With a Q4 GDP growth of 0.2%, Japan recorded an annual gain of 1.0% (well down on the 1.4% growth forecast expected at the end of Q3); although the figures disappointed the market, the country has recorded growth for four straight quarters.
China reported its lowest level of foreign exchange reserves in almost six years, with a January return of just under US$ 3 trillion. The prime cause was the weak yuan which fell by 6.6% to the US$ resulting in the Central Bank having to prop up its currency by selling its dollars. (interestingly, Germany has a bigger current account surplus than China whilst the USA has the world’s biggest deficit).

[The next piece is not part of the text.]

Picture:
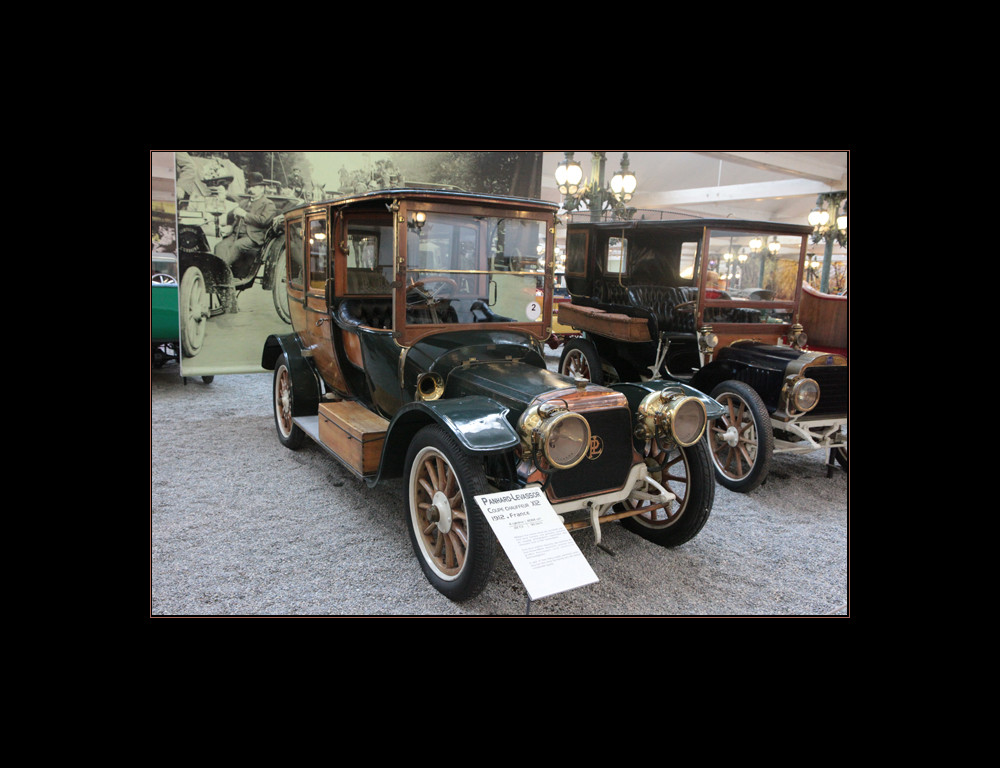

The IMF has reiterated that the US economy continues to improve under the new Trump administration. In 2016, the economy expanded 1.6% but the world body now expects growth over the next two years to increase by 2.3% and 2.5%. It also expects the global economy to marginally improve on 2016’s 3.1% growth with forecasts of 3.4% and 3.6% in 2017 and 2018.
However, the country’s 2016 trade deficit topped a massive US$ 502 billion – its highest level since 2012. The main driver behind this was the strong greenback as trade deficits with China, Japan and Germany fell to US$ 347 billion, US$ 65 billion and US$ 69 billion respectively.
January inflation figures saw the UK’s consumer price inflation rise two notches to 1.8% – its highest rate in over 30 months – driven mainly by the weak pound pushing up imported prices. This is in line with the Bank of England’s forecast of inflation touching 2.0% in Q1 and rising to 2.7% over the next twelve months.
UK’s December trade figures pointed to a monthly 7.2% reduction in the deficit to US$ 4.12 billion as exports to non-EU countries surged by US$ 1.37 billion. Overall, both exports – at US$ 60.86 billion – and imports of US$ 64.98 billion were at record highs.
This week, the RTA announced a world first – the trial run of a successful autonomous aerial vehicle (AAV) capable of carrying a human. The Chinese-built EHANG 184 has been compared to a driverless flying car, capable of carrying a passenger for a maximum of 30 minutes at a cruising height of 3k ft, with a speed of 160 kph. The craft, with eight main propellers, will allow a passenger to choose a selected route and then sit back and land at the chosen destination. Come July, Dubai residents could see more than a Spirit In The Sky!